Thursday, October 31, 2013

Here

These past few weeks have become valuable to you in ways you'd never have suspected, all because of the bureaucratic need to plan for courses to be offered in 2014.  Because of your areas of interest, most of the courses, by their inherent nature, will involve books you've read many more times than once, including some you refer to for one reason or another with some regularity.

Thinking about which books to assign is of a piece with asking yourself who among your friends are you going to invite to classes as a guest speaker, to open up and lay bare secrets, prejudices, attitudes, and feelings.

After the courses are designed, submitted, chosen, set in the academic equivalent of cement, the first round of concern arrives.  To be a proper guide, you must break the trail for the students, but given all you have had to learn and have come to learn because of your students, you realize the effect the need to stay out ahead, asking intriguing and probing questions uppermost in your mind.

Thus your awareness that a dear old pal, someone almost up to the level of your two dearest, Barnaby Conrad, and Digby Wolfe.  This of course is your old pal from mythology, the King of Corinth, one Sisyphus.

Depending on where you begin telling his story, he was not a man for whom it was easy to root.  But after Zeus rendered an eternal punishment upon him, and you began to see the consequences of that punishment, he began to grow in your list of memorable characters, individuals who transcend ordinary dramatic fate.  Because of some early jobs you've had in your lifetime, you found great ease in identifying with the sense of eternal boredom to which Sisyphus was subjected.  

However mendacious, greedy, and disrespectful he was, depending on which myth you consulted to delve his background, you couldn't help a growing sense of relationship.  This was borne home even more after you'd imagined individuals you for some reason or another disliked in his place, portraying him in the cosmic movies, only to discover this personal revenge fantasy of yours was pulling the rug from under your attitude by causing you to sympathize with the Sisyphus surrogates.

In time, you even began to imagine these individuals learning from their punishment, petitioning Zeus for forgiveness, even to the point of wishing to go forth for eternity, doing things for the benefit of humanity.  Under these circumstances, how easy it became to see Zeus' intransigence as the greater cosmic uproar, even applying your own Marxist theories about the oppression of the working classes by those in power.

How easy it was, after a time, to see King Sisyphus at his humiliating task, become a metaphor for your own experiences with learning.  The matter struck home this evening during the exchange of a few messages this evening related to how many times you need to write a thing to get it's attention, cause it in some way to fit the container you have fit for it.

Of course that was one of the first things that had to go.  You came to understand that you had better experiences with allowing ideas to tell you which form they wished to assume.  You could relate to this from even the briefest experiences you'd had with attempting to fit the idea of you as an individual into a doctor or lawyer or engineer container, none of which you were suited for.

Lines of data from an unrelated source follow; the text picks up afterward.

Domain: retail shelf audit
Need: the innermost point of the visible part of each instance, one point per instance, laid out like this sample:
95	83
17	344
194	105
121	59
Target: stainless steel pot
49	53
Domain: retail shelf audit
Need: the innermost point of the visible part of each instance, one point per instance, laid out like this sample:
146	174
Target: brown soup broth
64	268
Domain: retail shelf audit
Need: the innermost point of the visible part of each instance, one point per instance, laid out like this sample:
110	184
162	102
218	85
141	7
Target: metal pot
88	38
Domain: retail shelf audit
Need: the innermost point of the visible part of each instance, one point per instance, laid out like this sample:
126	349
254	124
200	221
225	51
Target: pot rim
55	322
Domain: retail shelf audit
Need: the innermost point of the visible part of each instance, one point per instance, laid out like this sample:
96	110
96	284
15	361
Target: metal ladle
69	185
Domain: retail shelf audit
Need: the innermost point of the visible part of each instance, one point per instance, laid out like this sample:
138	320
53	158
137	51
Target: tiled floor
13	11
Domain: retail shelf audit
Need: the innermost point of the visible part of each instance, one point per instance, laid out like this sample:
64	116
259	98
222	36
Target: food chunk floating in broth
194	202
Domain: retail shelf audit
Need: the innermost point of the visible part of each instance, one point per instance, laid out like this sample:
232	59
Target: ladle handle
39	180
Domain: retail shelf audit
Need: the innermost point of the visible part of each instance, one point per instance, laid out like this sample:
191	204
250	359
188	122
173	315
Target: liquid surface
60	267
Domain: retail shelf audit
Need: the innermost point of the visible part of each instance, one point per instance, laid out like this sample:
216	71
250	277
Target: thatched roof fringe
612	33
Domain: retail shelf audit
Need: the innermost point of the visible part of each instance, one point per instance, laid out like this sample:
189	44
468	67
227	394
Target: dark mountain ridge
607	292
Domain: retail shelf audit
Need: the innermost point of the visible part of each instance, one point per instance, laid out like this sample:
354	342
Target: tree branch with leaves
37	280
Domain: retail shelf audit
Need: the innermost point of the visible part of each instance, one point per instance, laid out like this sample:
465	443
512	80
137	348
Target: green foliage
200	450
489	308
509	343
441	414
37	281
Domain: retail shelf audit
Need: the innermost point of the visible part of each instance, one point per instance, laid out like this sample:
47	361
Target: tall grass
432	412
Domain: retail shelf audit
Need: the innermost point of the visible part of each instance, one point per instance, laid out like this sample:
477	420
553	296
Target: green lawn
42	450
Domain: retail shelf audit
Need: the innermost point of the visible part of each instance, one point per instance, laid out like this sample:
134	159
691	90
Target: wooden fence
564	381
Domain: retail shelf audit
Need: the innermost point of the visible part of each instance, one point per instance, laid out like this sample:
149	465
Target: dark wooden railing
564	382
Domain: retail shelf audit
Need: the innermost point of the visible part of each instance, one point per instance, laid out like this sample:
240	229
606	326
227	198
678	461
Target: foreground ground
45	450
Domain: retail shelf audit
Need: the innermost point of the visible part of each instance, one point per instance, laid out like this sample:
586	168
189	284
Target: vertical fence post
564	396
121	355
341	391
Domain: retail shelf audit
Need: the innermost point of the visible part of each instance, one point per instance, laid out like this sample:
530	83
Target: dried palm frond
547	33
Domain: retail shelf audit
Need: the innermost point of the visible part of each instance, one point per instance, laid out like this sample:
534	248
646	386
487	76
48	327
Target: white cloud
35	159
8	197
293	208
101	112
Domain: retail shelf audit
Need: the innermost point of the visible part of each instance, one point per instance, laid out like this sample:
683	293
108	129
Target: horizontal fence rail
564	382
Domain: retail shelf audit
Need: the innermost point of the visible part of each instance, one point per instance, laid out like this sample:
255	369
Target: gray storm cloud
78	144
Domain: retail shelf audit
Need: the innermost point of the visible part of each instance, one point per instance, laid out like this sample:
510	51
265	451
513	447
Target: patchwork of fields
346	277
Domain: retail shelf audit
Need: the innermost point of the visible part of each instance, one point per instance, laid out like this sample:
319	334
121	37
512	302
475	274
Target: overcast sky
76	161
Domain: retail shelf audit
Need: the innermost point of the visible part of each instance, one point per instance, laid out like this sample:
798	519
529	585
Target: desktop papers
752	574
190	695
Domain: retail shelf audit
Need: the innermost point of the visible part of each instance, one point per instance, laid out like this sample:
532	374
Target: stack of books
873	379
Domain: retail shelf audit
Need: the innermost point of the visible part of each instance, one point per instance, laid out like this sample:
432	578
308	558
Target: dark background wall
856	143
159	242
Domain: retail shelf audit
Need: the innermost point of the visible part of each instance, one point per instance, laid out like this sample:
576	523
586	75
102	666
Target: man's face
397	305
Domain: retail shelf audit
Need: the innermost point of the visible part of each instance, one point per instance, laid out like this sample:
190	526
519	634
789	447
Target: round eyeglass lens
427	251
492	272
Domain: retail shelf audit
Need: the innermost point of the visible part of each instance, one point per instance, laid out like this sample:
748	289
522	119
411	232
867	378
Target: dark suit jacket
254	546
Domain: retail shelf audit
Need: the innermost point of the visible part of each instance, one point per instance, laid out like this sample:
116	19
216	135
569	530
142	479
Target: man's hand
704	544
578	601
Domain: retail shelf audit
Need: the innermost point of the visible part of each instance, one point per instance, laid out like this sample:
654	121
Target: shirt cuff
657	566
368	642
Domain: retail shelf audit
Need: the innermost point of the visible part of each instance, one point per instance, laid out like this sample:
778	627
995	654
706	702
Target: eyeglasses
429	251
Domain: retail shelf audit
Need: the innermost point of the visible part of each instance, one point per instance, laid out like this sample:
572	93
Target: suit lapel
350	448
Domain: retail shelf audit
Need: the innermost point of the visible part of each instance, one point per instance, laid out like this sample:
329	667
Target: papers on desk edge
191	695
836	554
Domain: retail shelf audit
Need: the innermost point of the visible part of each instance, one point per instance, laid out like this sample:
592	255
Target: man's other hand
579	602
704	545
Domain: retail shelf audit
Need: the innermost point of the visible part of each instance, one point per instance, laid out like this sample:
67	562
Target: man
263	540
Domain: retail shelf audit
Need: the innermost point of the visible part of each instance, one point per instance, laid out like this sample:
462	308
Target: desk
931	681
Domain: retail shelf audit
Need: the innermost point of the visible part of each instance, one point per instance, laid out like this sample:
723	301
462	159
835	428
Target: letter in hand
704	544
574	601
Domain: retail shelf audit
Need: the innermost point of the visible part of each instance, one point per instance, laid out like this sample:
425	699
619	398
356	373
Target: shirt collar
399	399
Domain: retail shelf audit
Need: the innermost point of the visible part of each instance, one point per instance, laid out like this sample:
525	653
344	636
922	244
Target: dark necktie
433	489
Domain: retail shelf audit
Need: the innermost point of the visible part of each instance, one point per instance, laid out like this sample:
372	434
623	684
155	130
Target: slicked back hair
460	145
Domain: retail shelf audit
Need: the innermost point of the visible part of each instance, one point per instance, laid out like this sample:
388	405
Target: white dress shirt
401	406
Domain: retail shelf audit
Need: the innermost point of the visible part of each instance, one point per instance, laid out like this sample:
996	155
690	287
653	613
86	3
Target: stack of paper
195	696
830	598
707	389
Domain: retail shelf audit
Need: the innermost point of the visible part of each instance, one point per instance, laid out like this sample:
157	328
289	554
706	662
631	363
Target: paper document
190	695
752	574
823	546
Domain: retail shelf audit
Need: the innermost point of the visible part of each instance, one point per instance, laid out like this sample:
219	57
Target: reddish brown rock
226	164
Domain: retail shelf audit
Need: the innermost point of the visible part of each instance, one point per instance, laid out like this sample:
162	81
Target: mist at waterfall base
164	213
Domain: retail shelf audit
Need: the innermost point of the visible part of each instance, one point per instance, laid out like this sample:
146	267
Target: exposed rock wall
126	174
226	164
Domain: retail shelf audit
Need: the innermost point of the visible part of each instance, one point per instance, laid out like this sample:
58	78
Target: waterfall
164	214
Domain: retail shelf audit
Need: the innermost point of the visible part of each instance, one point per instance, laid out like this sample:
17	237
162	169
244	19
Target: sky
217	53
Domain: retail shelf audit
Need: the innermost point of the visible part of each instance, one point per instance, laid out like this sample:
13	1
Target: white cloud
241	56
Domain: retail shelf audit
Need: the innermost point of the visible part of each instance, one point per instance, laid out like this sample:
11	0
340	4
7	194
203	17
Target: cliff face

Even though accident played an important role in your arrival at the things you do with any measure of ease and effect, there often danced about you the specter of greater accident, where you were promoted beyond what you wished to do, causing you once again to identify with Bad King Sisyphus when you hankered more toward Good King Wenceslaus or even better, a person who spent much of his time writing things, then finding ways to edit the nonsense and boredom out of them.

Sometimes, recasting a project reminded you of Sisyphus.  You experienced again the sense of pushing a rock of words up to some summit of expectation.  For a few moments, you had the opportunity to remove the puerile, the boring, the nonsensical before sending the rock in a rolling careen of its own momentum.  Often enough in such moments, the things you removed caused the rock to disappear, leaving you bewildered, desperate for something to substitute.

You've reread Albert Camus' essay on the myth of Sisyphus often enough to gain a handhold on the argument that Sisyphus had finally found his work, was enjoying the work and the ways he was able to come at it.

Many of your friends are more prolific than you, in turn more serious and funny than you to the point where you have accepted the need to remove even these qualities as something within your control.

At one stage in your coming to terms with who you are, what you do, and how you accomplish it, you were led to believe you would experience degrees of success, whatever that might mean, and satisfaction, whatever that might mean, after you had written a million words.

By any accounts, you have published more than a million words yet you are still alert for signs of success, satisfaction, or ability.  Not long ago, you wrote a letter of recommendation for a nineteen-year-old student, seeking permission to transfer to the college within the university where you teach.  The letter, addressed to the dean, said of the student that you wished you'd had her handle on craft when you'd been her age.  That seemed to require for a time a qualifier.  If you'd had her handle on craft at her age, by now, you'd be doing something quite remarkable.  What, for instance?  You shall never know.  What you do know is that having however precarious a handle at age nineteen you had, it got you here.